A: And we won't just "apply" it with the patch command, either. Okay, open the editor and load the project.patch file.
B: Woah it's all colored!
A: Modern editors know the syntax highlighting for .patch format. Now find the EEEEASIEST possible change, and apply it.
B: Just this TODO, right?
A: Copy it, paste it into the project, and INTEGRATE!
B: Uh, ookay.
A: If we couldn't integrate for a while, we respond by integrating too often.
B: Gotcha. It's integrated.
A: You can do those TODOs in a batch. After each one, erase it from project.patch.
B: Okay, now I should find an easy change, and integrate it?
A: Yeah!
B: What if the bug comes back?
A: Notice, if we do the changes in order from easy to hard, we should understand each change. The odds of rebugging, from the patch, are super-low.
B: So I don't apply the test that made me change the code to create the bug yet, right?
A: Sure; just apply that refactor. Copy it from the patch file, remove the + ticks, and remember to trigger its tests.
B: Okay. Now this one... and this one.
A: Add your exploratory tests.
B: Okay. Now I add the test that made me break the code... Hey! It passed!!
Branch
A: Imagine that. Now disregard the rest of that patch file and get back to work.
B: What happened?
A: You had a bad case of debugitis. Your debugging itself broke the code, and you couldn't tell when you actually made the test pass.
B: And if I had reverted at the first sign of trouble, I wouldn't have needed to make that patch, because I wouldn't have made any new edits without a GreenBar within reach.
A: Yep!
If "debugging" causes a program to break, then the patch file will include what broke the program. When you integrate it, it'll break again.
Please read it again - I would hope to think I'm not such a bad author. Nobody said "integrate it again". Nobody said "use LarryWall's patch program. The verbiage asks, and answers, (twice now) what happened to the bug, still lurking in that patch file...
Nobody implied Larry Wall's patch program (I often use vim to apply patches manually, since LW's patch VERY often gets things wrong due to intervening svn updates!).

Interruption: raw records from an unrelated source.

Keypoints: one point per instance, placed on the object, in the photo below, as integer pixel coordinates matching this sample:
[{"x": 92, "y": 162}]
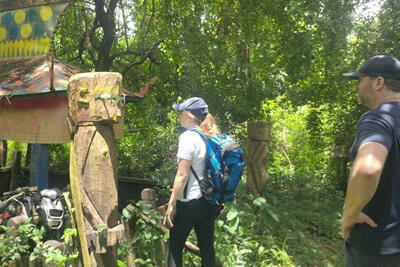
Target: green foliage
[
  {"x": 26, "y": 240},
  {"x": 16, "y": 243},
  {"x": 146, "y": 238}
]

I've read it four times already (including since your last refinement), and I have to concur -- this exchange is implying that simply re-applying the patch, albeit perhaps not in the original order they were made, will cause the bug to magically disappear. If two people have complained about this already, then I suggest that a refinement/clarification of what you tried to express is in order. Well, three times now. --Samuel A. Falvo II
You are not a bad author. I really enjoyed reading it this way. The problem is that the ending is - well - too HollywoodOs like. Debugitis is not so harmless. The problem may look to have disappeared, but the problem uncovered by it still lurks somewhere. The prose really should make this clear. So continuing at "branch":
A: Uhh oh. Then it must be a case of debugitis.
B: What happened?
A: Your debugging itself broke the code, and you couldn't tell when you actually made the test pass.

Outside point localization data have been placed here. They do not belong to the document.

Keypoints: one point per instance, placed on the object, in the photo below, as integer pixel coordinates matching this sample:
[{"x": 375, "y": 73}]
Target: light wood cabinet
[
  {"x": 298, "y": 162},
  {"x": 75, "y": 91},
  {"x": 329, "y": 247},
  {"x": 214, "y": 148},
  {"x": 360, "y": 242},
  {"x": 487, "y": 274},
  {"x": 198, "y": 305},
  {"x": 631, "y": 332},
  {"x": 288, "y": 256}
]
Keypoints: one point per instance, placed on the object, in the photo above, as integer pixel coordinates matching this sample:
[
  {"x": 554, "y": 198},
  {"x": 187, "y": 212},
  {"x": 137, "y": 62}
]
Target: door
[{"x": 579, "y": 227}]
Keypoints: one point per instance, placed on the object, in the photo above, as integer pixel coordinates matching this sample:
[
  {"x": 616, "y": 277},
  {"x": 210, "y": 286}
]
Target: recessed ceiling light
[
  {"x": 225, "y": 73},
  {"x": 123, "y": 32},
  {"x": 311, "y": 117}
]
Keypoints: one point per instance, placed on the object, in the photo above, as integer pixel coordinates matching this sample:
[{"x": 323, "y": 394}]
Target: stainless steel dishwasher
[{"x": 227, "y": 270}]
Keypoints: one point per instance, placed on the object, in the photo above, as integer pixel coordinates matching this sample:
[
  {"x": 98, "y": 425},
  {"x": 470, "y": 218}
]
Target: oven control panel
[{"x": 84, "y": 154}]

B: And if I had reverted at the first sign of trouble, I wouldn't have needed to make that patch, because I wouldn't have made any new edits without a GreenBar within reach.
A: Yep! But now we still have whatever caused the debugitis in the case. Possibly a race condition.
B: How do we find that?
A: If we try to extend this feature we might start to notice if there's trouble in this area, and we will remember to take smaller edits. We will spend more time running tests, and as our edits change the timing we might notice a pattern. Such as reverting too often.
B: What if we still have a bug, right now, that the tests don't expose?
A: The stress of frequent refactoring and testing is like fault-injection testing. But there's still no reason to debug for a long time, just to add a feature. We might decide to debug for a long time to isolate the problem. It's still not punitive debugging, because we still have the option to stop, integrate, and add other features, even if we know the really hard bug is still there.